The Caseta is almost certainly a phase control dimmer, rather than a high-frequency FET type. I'd gladly bet on that at 100:1 odds, maybe less boldly at 1000:1. 

So I stand by my original post.


----------



## PhotonWrangler (Oct 20, 2018)

As a test, add a small incandescent lamp to the same circuit and try it again. Some dimmers don't work correctly unless they see a certain minimum resistive load.


----------



## icedawg (Oct 21, 2018)

thanks for the replies.

They are 12V strips, connected to a power supply that plugs into a standard 120V outlet.

Does that make a difference regarding the suggestions that have been made?


----------



## MeMeMe (Oct 21, 2018)

YOU were saying 




DIWdiver said:


> Of course it's an AC voltage strip. If it weren't, the Caseta wouldn't work with it.
> 
> LED strips don't have drivers embedded, AFAIK, and the Caseta is not a driver, it's a dimmer. So there's no driver in the system to worry about. If we were talking about a dimmable LED bulb, that could be another story, depending on the bulb. But we're not.
> 
> ...


----------



## MeMeMe (Oct 21, 2018)

icedawg said:


> thanks for the replies.
> 
> They are 12V strips, connected to a power supply that plugs into a standard 120V outlet.
> 
> Does that make a difference regarding the suggestions that have been made?

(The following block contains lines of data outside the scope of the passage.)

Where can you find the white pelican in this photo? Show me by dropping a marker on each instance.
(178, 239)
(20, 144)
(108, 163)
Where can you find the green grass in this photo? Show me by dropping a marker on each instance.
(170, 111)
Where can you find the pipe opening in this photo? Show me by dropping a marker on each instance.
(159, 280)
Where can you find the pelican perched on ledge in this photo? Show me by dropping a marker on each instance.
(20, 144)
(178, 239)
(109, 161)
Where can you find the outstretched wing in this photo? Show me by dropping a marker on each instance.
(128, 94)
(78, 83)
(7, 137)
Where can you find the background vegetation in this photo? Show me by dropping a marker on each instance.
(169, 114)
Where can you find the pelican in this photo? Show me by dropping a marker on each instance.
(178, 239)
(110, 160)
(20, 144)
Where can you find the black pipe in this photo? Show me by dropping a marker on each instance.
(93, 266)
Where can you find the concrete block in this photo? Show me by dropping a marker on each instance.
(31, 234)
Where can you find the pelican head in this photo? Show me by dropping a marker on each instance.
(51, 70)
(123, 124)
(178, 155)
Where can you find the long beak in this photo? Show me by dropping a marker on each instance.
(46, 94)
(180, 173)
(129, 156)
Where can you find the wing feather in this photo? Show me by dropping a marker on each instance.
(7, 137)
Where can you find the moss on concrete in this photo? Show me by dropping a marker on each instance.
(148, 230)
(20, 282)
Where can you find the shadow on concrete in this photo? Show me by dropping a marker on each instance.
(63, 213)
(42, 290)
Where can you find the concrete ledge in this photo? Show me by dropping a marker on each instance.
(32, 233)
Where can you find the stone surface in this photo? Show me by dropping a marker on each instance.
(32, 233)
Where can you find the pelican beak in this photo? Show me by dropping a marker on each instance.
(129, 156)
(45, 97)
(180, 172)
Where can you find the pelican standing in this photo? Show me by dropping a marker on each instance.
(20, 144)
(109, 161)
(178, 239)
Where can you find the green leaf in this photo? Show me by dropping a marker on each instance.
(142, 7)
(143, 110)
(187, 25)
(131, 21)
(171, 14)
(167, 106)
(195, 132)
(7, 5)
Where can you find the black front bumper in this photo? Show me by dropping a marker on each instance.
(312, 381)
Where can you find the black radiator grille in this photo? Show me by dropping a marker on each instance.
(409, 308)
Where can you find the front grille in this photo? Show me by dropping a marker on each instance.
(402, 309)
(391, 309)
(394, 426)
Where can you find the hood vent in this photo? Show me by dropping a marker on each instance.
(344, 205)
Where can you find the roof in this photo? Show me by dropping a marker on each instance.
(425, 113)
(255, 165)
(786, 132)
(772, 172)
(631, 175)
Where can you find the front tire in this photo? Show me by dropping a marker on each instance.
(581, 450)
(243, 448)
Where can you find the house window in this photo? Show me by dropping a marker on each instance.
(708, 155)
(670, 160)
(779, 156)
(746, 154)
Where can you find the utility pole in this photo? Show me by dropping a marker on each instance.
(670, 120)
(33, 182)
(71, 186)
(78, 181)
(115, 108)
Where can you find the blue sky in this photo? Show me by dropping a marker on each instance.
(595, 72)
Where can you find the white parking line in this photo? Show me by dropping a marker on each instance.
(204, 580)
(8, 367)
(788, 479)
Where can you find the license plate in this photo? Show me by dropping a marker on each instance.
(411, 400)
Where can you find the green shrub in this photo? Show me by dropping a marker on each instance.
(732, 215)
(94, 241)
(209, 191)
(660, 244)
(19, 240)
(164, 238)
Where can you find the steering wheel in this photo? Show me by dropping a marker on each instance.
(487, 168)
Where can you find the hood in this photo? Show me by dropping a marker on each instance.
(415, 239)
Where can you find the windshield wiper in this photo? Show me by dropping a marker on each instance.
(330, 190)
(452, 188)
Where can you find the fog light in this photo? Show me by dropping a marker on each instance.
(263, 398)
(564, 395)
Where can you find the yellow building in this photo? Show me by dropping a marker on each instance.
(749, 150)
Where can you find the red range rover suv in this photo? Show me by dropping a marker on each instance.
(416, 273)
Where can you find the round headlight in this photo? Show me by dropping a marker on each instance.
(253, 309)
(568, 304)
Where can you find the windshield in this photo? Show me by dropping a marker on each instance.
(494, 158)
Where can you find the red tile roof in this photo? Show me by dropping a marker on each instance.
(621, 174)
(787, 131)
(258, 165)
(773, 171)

The best solution, albeit maybe not one you may like, is to add a small incandescent bulb in series. Then again it may not even go as deep. Unfortunately, there is probably not a lot you can do.


----------



## DIWdiver (Oct 22, 2018)

MeMeMe said:


> YOU were saying



He never mentioned a power supply.


----------



## DIWdiver (Oct 22, 2018)

icedawg said:


> thanks for the replies.
> 
> They are 12V strips, connected to a power supply that plugs into a standard 120V outlet.
> 
> Does that make a difference regarding the suggestions that have been made?



Yes, that makes an enormous difference.

So you have 12V strips plugged into a power supply that's plugged into a socket that's controlled by a dimmer? 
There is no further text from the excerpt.